Folding Up The Big Tent

Coming on the heels of our posts about Sen. Brownback’s one-man filibuster of one of President Bush’s judicial nominees because she may have presided over a commitment ceremony for a lesbian couple back in 2002, USA Today ran a tangentially related article on the miniscule rise in the number of openly gay judges.

Not surprisingly, the Right doesn’t like it

“We don’t accept that homosexuality is any kind of cultural identity that should be sought in a judge,” says Peter Sprigg of the Family Research Council, a conservative advocacy group in Washington, D.C., that opposes same-sex marriage. “We think it’s a behavior, not something that should be held up as a role model.”

Sprigg … says gay judges are acceptable to his group — as long as their sexual orientation isn’t a factor in their work.

“We don’t think we should make an issue of it, if they keep it private,” he says. “If we had reason to believe that they would pursue a pro-homosexual agenda, then we would vigorously oppose them.”

Funny, when Democrats raised concerns about whether some of President Bush’s judicial nominees could keep their “deeply held” religious beliefs from influencing their work on the bench, the Right accused them of being bigots.   

The article also describes a “chilling atmosphere” that might help explain why so few are openly gay on the bench.

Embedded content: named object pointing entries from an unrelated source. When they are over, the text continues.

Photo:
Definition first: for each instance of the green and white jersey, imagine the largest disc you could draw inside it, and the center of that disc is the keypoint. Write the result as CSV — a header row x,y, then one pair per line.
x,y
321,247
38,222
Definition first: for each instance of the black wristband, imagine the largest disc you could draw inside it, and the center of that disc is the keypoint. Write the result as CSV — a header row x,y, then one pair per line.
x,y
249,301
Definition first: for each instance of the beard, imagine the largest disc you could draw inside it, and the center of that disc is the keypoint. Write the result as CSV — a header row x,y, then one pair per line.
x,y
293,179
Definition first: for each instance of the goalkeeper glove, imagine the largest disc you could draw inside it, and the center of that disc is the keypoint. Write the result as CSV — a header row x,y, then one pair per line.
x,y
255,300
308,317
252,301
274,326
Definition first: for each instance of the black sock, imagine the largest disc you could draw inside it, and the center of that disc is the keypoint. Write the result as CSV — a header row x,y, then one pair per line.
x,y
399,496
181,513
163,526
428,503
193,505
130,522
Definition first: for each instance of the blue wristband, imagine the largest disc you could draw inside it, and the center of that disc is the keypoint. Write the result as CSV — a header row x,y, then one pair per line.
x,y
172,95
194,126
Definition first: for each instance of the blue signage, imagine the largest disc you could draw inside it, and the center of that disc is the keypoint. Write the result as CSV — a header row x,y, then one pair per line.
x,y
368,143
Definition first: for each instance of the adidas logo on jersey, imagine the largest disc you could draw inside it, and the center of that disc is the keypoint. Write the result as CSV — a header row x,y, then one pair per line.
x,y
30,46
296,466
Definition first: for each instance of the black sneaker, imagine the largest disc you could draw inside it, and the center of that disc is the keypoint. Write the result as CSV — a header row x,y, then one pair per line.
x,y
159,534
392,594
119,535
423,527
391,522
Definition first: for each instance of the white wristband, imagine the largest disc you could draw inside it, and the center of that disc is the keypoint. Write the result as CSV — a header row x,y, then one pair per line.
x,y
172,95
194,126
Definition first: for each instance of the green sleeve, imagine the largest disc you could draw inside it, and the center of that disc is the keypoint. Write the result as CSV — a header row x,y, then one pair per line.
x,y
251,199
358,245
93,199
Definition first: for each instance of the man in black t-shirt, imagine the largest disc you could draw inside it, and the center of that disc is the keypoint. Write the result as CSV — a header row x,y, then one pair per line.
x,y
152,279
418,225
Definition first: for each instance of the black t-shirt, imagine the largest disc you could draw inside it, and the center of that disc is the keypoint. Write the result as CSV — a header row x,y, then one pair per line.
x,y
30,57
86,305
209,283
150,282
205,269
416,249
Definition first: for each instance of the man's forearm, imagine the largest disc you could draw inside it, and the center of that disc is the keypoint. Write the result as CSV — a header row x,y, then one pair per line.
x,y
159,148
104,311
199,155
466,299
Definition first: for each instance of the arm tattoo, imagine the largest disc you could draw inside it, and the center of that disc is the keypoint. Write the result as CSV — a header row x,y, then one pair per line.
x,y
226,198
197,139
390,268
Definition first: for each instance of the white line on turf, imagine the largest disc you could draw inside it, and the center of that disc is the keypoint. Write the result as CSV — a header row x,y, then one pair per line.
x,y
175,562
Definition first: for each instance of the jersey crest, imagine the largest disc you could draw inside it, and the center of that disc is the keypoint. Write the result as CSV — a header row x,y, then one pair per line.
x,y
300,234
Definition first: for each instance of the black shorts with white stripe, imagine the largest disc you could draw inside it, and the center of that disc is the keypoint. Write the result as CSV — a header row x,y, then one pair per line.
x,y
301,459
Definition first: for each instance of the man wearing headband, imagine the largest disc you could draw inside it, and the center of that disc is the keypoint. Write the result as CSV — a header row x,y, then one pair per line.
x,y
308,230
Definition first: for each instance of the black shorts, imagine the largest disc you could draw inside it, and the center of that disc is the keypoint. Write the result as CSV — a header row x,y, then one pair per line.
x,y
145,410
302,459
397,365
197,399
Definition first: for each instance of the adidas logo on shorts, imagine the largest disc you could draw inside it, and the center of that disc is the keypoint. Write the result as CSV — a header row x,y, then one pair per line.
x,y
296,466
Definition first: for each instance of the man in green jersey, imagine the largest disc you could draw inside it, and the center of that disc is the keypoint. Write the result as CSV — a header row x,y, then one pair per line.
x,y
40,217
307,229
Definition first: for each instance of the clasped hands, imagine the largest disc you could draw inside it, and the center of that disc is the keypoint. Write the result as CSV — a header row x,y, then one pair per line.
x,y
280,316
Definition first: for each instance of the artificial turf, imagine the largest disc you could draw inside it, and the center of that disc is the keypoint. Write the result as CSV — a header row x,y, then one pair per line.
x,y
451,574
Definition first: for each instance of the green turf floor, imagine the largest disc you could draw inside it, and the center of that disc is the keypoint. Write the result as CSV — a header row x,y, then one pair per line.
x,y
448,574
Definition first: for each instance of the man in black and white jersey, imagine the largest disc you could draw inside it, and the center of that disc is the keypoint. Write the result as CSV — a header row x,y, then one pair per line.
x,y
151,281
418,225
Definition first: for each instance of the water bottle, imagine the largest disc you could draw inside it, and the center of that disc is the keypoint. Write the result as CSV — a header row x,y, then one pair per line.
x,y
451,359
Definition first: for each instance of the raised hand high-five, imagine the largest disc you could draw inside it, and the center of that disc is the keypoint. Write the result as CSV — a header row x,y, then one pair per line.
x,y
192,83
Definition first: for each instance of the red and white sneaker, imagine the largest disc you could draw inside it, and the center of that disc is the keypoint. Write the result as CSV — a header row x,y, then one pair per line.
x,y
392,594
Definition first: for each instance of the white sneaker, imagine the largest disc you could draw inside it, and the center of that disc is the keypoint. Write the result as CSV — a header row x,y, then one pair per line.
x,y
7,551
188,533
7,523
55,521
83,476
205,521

Such sentiments [like those expressed by Sprigg] — and the partisan politics that surround judicial nominations on the federal level — help explain why there appears to be only one openly gay judge on the 875-member federal bench, where appointments are for life.

So the Right says gays can’t be judges. Nor can they be Republicans, for that matter, at least according to one of Sprigg’s colleague at FRC

“The big-tent strategy could ultimately spell doom for the Republican Party,” said Tom McClusky, chief lobbyist for the Family Research Council, a Christian advocacy group. “All a big-tent strategy seems to be doing is attracting a bunch of clowns.”